魔術師の裾

竜花美まにま

第一話

大陸から海を挟んで遼遠。

この島には、魔術師が居る。

草、土、水、風、火。

これら自然にまつわる力を使役するその術は、この島以外では迷信として語られていた。

しかし、この島には、魔術師が居る。

見た者は殆ど居ないが、確実に居る。


少なくとも、魔術は身近に存在した。

魔術を自在に操る魔術師が、魔術を本来扱えない者でも使役出来るように魔力を込めたモノ。

魔道具といわれるそれを残しているからだ。


とはいえ、その魔道具も誰でも扱える訳ではない。

平たく言えば〝才能〟のようなものが必要だった。

そして、たとえ扱えても、魔道具から扱う魔術は、本物の魔術師のそれにはとても及ばない。

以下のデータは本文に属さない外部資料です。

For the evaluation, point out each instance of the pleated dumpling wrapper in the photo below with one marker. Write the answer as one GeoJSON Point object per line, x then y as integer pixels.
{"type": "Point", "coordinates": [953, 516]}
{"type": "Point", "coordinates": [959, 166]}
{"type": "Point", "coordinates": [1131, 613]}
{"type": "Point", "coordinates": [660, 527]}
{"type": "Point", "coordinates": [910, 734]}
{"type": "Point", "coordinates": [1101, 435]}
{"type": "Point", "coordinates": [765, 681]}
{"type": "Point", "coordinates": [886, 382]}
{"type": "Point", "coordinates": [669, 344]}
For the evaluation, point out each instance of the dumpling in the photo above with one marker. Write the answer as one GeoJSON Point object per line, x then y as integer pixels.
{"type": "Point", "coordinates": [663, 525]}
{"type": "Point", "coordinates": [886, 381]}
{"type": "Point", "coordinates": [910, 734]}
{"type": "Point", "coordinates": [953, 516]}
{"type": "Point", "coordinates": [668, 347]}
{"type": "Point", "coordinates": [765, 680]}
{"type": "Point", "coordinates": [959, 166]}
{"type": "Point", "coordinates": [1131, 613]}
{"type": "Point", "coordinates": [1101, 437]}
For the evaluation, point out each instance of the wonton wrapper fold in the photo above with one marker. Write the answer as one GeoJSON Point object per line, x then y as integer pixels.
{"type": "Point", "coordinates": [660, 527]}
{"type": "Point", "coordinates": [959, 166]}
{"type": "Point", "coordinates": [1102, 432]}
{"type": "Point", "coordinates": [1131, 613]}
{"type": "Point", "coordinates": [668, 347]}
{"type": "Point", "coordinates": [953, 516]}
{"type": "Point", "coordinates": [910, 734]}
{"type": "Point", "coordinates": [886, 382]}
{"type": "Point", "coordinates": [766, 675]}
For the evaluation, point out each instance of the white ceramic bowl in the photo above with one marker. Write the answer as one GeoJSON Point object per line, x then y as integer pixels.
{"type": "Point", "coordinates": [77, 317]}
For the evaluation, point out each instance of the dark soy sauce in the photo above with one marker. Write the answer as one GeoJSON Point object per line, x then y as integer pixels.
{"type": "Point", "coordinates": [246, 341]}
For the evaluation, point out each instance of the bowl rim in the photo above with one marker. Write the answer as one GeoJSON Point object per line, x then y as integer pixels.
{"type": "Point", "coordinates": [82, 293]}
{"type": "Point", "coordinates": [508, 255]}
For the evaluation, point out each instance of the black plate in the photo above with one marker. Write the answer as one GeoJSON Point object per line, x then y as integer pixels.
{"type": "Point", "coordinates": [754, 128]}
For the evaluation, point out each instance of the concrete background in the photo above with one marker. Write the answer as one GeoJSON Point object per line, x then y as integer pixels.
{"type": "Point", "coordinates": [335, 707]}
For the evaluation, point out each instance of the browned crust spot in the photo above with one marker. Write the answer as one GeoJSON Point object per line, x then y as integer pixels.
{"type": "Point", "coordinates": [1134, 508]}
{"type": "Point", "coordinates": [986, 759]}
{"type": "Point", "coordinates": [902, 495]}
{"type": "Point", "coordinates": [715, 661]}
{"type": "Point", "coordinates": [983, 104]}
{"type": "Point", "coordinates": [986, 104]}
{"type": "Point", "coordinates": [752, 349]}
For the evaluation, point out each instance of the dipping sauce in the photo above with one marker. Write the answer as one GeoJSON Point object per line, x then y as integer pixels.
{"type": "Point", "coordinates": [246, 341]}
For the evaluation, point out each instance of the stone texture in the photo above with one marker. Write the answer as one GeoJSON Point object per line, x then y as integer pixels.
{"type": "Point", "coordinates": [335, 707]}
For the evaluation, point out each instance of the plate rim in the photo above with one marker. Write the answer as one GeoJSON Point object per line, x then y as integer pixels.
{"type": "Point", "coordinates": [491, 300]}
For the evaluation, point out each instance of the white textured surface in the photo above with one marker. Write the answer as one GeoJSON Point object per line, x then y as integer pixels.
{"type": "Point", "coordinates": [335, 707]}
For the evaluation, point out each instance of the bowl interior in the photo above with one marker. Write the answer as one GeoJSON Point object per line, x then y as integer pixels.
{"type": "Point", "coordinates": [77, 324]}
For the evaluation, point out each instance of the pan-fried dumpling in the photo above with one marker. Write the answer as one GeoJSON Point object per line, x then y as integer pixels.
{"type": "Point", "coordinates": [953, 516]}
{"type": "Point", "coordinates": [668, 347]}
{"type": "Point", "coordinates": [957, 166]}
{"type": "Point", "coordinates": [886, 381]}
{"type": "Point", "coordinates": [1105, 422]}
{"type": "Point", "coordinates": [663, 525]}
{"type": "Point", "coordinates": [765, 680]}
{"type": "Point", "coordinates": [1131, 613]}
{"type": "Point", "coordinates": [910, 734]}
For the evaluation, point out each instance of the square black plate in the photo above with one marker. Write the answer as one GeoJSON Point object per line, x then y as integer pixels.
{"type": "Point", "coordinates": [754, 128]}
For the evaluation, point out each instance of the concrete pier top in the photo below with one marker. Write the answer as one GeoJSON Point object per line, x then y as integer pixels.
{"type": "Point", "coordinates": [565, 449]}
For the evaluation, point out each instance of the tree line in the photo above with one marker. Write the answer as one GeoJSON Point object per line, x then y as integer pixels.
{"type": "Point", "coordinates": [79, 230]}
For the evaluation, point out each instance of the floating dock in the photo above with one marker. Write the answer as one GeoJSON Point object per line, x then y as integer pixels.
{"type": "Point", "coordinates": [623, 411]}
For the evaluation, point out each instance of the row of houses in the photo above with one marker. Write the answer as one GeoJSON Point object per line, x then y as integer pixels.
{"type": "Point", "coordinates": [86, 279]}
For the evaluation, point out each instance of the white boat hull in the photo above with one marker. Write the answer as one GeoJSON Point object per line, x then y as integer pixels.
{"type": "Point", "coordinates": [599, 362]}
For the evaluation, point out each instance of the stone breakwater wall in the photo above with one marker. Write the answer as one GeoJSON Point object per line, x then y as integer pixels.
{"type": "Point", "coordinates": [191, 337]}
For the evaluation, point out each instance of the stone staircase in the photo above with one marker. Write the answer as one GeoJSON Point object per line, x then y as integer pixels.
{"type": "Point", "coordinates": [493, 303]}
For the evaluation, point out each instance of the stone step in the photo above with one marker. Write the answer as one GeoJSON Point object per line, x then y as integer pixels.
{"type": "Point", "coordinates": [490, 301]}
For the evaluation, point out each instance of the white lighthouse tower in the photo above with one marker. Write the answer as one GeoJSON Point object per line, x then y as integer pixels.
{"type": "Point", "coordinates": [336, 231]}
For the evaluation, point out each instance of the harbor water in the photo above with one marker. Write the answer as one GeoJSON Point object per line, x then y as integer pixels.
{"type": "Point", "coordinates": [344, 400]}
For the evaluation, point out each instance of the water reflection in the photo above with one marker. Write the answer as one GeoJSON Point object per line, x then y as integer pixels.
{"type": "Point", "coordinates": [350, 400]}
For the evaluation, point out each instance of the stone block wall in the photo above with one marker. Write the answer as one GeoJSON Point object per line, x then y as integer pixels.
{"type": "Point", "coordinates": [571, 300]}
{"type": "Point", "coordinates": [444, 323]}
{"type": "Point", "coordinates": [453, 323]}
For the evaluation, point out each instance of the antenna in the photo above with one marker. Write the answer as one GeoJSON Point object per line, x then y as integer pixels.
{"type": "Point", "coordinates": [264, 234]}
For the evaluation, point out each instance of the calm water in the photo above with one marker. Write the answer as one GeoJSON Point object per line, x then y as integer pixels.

しかし、その才能の有無と魔道具の希少性から、魔道具を扱える者は重用された。


自然の力を借りるとは、人々の生活に大きな利益をもたらすからだ。


そして、人々はその〝魔道具を扱う者〟をこう呼んだ。


魔術師の力をお裾分けしてもらった者。

〝魔術師の裾〟と──。











魔術師の裾

(きっと私は忘れないだろう)

(朽ちた、その後も)











カラン、コロン、カラン、と。

柔らかく、耳心地の良いカウベルの音色が畑に響いた。

一般的な牛より巨体の彼が歩くと、カラン、コロン、と。

農具を引いて畑を耕す彼を脇目に、苦しそうな呻き声を上げながら、少女は畑の前に立つ。

少しよろよろと覚束ないその足に、毎度の事ながら憂慮してしまう畑の持ち主の老夫婦。

少女は気合いの声を上げ、目の前の地面に少女の背より遥か大きい、木の根そのもののような粗雑な杖を突き刺すと、


「…新しい季節が来ました。

畑を耕し、柔らかい土の上に種を撒きます。

露に凍える朝もあるでしょう。

灼熱に喘ぐ昼もあるでしょう。

雨に溺れる夜もあるでしょう。

全て受け入れます。

全てと共に生きます。

それでもどうか、作物を悪しき病から守り、悪しき虫も程々に、立派な実りの日まで、この大地が健やかでありますように」


カラン、コロン。

カウベルの音に合わせて穏やかに祈る彼女が地面に突き刺した杖から淡い光が、耕したばかりの土を遊ぶように駆けて行く。


その弱々しい光は、まるで見間違いだ。

指摘されなければ気付かず、気の所為だと強く言われればそうかと納得してしまう。


そんな光を放った少女は、ふぅ、と息を吐き、先程と変わって安心し切って微笑む老夫婦を振り返り、無邪気に手を振った。


「終わりました!

病気対策と害虫予防!」


「ありがとねぇ。

魔術掛けてもらうと目に見えて作物の出来が違うからねぇ」


「お疲れさんでした。

ヤヤネちゃん、お菓子とお茶飲んできな。

タロには売り物にならなかった芋やるからな」


やった!と少女ヤヤネは目を輝かせ、老夫婦の息子に農具を外してもらったあの巨体の牛を呼ぶ。


「タロ!

おいで!

お芋くれるってよ!」


ボウボウ、と低く短い声を上げて、牛のタロはヤヤネに歩み寄り、ヤヤネはタロの鞍にあの大きな杖と、その反対側に重さの均衡を取る為の荷物を括り付けていった。


「いい子ちゃんね、タロ。

重いから気を付けて」


そう声を掛けながらヤヤネはタロに荷物を固定すると、自分の背丈よりずっと大きなタロの首輪を持って誘導しながら歩き出した。


「芋は蔵の前に出してあるよ。

タロを連れてったらヤヤネちゃんはウチの縁側においでね」


「はーい!

ありがとうございます!」


元気に返事をしたヤヤネはタロを蔵の前の割れた芋の山へと歩かせ、それを食べ始めたタロの頭を撫でてから先に向かった老夫婦の後を追うように慣れた庭先を走って縁側へと辿り着く。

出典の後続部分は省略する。